No se entretuvo con charlas banales. Con un gesto les indicó que le siguieran. Se alejaron del puerto para acercarse a la playa. Allí Cátigo sacó una lámpara e hizo algunas señales. Al poco, se pudo escuchar el paleo sobre el agua, y un bote de remos con tres hombres cubiertos por gruesas capas llegaron a la orilla.
  • ¡Cátigo! ¿Otra vez pasajeros?
  • Sí, quieren llegar a Tur Ukar.
  • ¡Ja! ¿Qué es lo que habéis hecho para querer ir a ese nido de ratas?
  • Vete a saber. - Cátigo dejó una bolsa de monedas en la mano del hombre. - Pero no es asunto nuestro. Arreando.

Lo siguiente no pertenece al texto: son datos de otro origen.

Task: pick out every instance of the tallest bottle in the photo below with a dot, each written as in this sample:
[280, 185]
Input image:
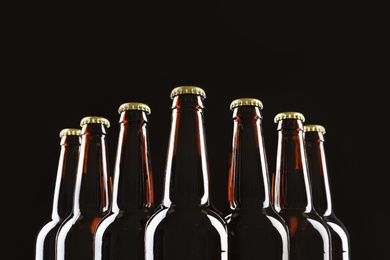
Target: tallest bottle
[186, 226]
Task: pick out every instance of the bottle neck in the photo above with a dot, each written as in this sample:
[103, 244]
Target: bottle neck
[66, 175]
[93, 186]
[133, 184]
[248, 171]
[187, 169]
[318, 172]
[292, 186]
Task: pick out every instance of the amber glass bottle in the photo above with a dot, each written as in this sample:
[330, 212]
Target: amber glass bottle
[186, 225]
[91, 194]
[120, 234]
[256, 230]
[309, 235]
[63, 193]
[322, 198]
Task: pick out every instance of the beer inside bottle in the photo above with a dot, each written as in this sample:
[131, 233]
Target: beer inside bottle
[120, 234]
[256, 230]
[91, 194]
[63, 193]
[309, 235]
[322, 197]
[186, 225]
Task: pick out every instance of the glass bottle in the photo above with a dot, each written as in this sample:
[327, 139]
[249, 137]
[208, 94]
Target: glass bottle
[120, 234]
[322, 198]
[92, 193]
[256, 230]
[186, 225]
[63, 193]
[309, 235]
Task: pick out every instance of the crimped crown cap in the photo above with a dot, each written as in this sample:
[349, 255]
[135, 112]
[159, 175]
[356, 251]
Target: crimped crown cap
[314, 128]
[188, 90]
[246, 102]
[94, 120]
[69, 131]
[134, 106]
[289, 115]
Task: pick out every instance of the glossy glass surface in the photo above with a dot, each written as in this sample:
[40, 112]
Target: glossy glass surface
[120, 235]
[186, 225]
[63, 197]
[257, 231]
[309, 235]
[91, 197]
[322, 198]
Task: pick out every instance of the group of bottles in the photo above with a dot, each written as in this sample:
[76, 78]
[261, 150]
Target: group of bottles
[96, 217]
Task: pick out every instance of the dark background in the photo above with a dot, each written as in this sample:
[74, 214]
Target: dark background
[326, 61]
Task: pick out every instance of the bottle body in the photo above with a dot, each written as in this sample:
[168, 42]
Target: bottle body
[256, 230]
[322, 198]
[120, 234]
[309, 234]
[186, 225]
[63, 193]
[91, 196]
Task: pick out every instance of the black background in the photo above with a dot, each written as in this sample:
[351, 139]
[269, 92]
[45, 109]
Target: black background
[326, 61]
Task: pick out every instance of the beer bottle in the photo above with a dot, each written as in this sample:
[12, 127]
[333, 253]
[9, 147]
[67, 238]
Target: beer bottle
[322, 198]
[256, 230]
[92, 193]
[186, 225]
[63, 193]
[120, 234]
[309, 235]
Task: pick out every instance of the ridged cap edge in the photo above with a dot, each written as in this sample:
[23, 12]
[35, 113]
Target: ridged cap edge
[246, 102]
[69, 131]
[289, 115]
[134, 106]
[188, 90]
[95, 120]
[314, 128]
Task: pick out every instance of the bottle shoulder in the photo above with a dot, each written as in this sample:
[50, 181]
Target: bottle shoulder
[187, 215]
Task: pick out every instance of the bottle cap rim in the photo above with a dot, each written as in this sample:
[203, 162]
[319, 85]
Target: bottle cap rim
[95, 120]
[289, 115]
[69, 131]
[246, 102]
[188, 90]
[314, 128]
[134, 106]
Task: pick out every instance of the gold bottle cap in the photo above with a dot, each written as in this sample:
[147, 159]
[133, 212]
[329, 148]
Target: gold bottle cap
[70, 131]
[188, 90]
[134, 106]
[289, 115]
[95, 120]
[314, 128]
[246, 102]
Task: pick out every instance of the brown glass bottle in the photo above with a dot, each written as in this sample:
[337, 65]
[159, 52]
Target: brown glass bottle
[120, 234]
[91, 194]
[63, 193]
[322, 198]
[309, 235]
[186, 225]
[256, 230]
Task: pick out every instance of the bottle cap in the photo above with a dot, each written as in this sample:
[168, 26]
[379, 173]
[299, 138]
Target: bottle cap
[188, 90]
[289, 115]
[70, 131]
[246, 102]
[314, 128]
[134, 106]
[95, 120]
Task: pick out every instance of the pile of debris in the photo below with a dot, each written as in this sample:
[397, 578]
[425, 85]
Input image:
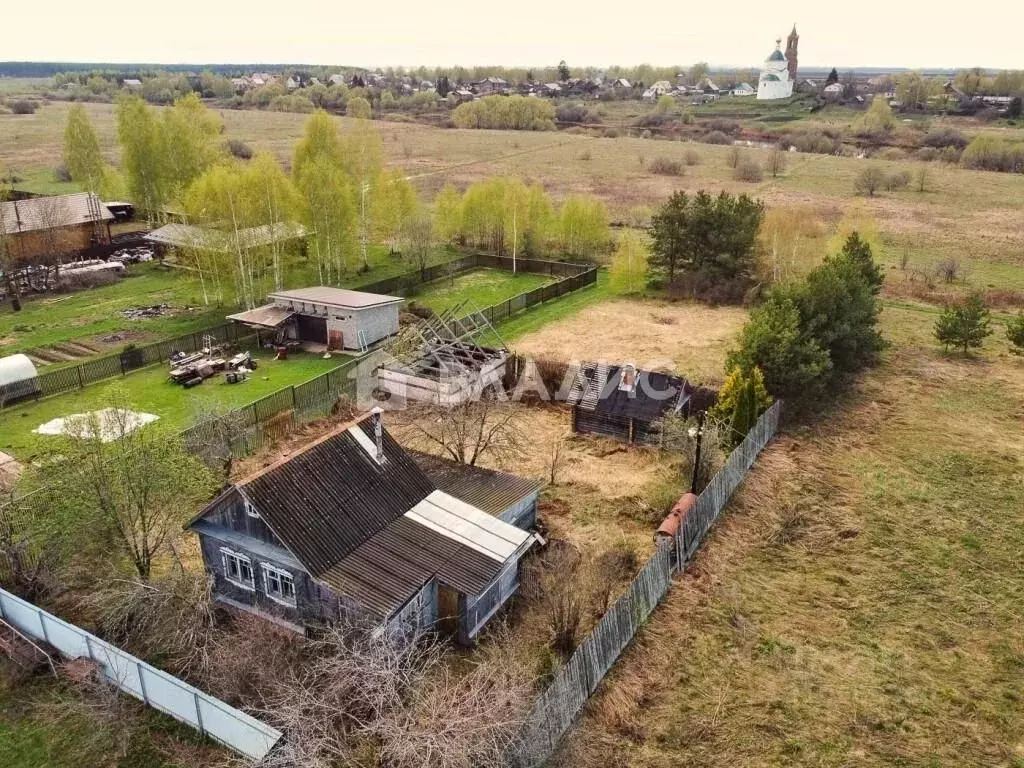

Una vez estaban ya lejos en la bahía, paleando con cuidado y con todas las luces apagadas, en medio de ese mar de negrura, pudieron respirar tranquilos. Vieron en lo alto el castillo con todas sus almenas encendidas, las pequeñas siluetas de los soldados allí recortadas. La ominosa figura de Tansa Caral, que dominaba la bahía de Orosti, se hacía cada vez más nítida recortada contra el horizonte estrellado. Una isla, un islote, más bien, cubierta de menhires tallados por los elfos de la espina mucho antes de la llegada del hombre, de misteriosas espirales y mudo poder. En la cima de la isla se alzaba una edificación en ruinas, que decían algunos que había sido un faro, y otros que un templo, pero que todos coincidían en marcarla como maldita. La mayoría pensaban que la isla estaba habitada por fantasmas, espectros, y toda clase de apariciones atraídas por el poder de las piedras, y por lo tanto la evitaban tanto como fuera posible. Esto era una suerte para piratas y contrabandistas de toda índole, que solían hacer uso de la isla como lugar de reunión o escondite.

La barca llegó finalmente a su destino, los tres hombres tomaron unos pocos fardos y comenzaron a ascender por uno de los senderos de la isla, custodiado por un menhir. Cátigo hizo un gesto a los compañeros, y todos le siguieron.